У Архелая вид был несколько удрученный. Я посочувствовал ему. Я не завидовал тому, как его примут, когда он представит этот документ Великому Царю.
— А Фимбрия? — спросил он.
— О Фимбрии не беспокойся. Можешь сообщить своему хозяину, что как пункт этого договора я обеспечу, чтобы сей мятежник не нанес ему больше никакого вреда. Можешь также предположить — конечно, очень деликатно, — что Митридат будет особенно опрометчив, если доверится Фимбрии, а не мне.

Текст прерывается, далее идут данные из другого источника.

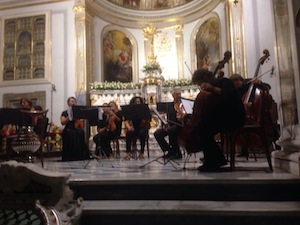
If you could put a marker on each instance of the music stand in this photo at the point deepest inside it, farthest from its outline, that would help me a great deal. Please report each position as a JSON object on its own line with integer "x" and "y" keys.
{"x": 136, "y": 112}
{"x": 10, "y": 116}
{"x": 165, "y": 161}
{"x": 91, "y": 114}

— Уверен, такое никогда не пришло бы ему в голову, — скромно польстил мне Архелай.
— Тогда — поскольку ты говоришь, что ты друг Митридата, — ты, должно быть, хуже разбираешься в характерах людей, чем я о тебе думал. Это все. Теперь, когда этот утомительный вопрос улажен, надеюсь, ты доставишь мне удовольствие и составишь компанию на ужине сегодня вечером. Приношу извинения за то, что не предупредил заранее, но не сомневаюсь, что твое чувство долга призывает тебя к отъезду на следующий же день.
Наши взгляды встретились на мгновение в понимающей улыбке.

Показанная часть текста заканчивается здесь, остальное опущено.